Karela Kaju (Bitter Gourd And Cashew) is a delicious recipe made from the not so popular kerala. This Karela sabji is not bitter at all. The combination of spices, dry fruits and coconut gives this dish great texture and crunch.
To keep the dish low on oil I have air fried the kerala instead of deep frying in oil. I can assure you that this kerela kaju will be equally relished by both children and adults.
You may like to try our other similar recipes like Pyaz Karela Masala, Karela Aloo and Kathal Masala.
Yield: 2 serving
Prep time: 5 minutes
Total time: 15 to 20 minutes
Ingredients For Karela Kaju (Bitter Gourd And Cashew)
300 grams Karela sliced
1 potato sliced (optional)
1 teaspoon salt
½ teaspoon haldi (turmeric)
2 tablespoon kaccha aam (raw mango) grated / 1 tablespoon lemon juice / 1 teaspoon amchur (dry mango powder)

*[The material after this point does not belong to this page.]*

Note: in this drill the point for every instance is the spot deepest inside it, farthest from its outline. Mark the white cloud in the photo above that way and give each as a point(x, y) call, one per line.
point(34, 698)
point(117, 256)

2 tablespoon kaju (cashew)
1 tablespoon raisins
1 tablespoon gur grated (jaggery)
1 tablespoon fresh coconut grated
1 teaspoon dhania powder (coriander powder)
½ teaspoon chilli powder
¼ teaspoon haldi (turmeric powder)
½ teaspoon jeera powder (cumin powder)
½ teaspoon til (sesame)
½ teaspoon jeera (cumin)
½ teaspoon mustard
Pinch of hing (asafoetida)
Salt to taste
2 teaspoon oil
Directions For Karela Kaju (Bitter Gourd And Cashew)
- In a plate mix together Karela, salt, haldi and leave it for 30 minutes. Now squeeze out the bitter moisture from the Karela.
- Pre heat an air fryer, roast the cashew to golden and set aside.
- Now air fry the Karela till crisp. Spray oil before frying. Set aside.
- Similarly air fry alu also.
- Heat oil in a pan; add jeera, mustard, hing, til and let it crackle.
- Add the Karela, alu , mango and saute for 2 minutes.
- Now add all the dry masalas, raisins, half kaju (cashew), grated gur (jaggery) and mix well.
- Sprinkle 2 to 3 tablespoon water, cover and cook on low heat.
- Garnish with coconut and rest of cashew.
- Serve with roti or rice.
Note: I have air fried the kerela but you can deep fry them in oil.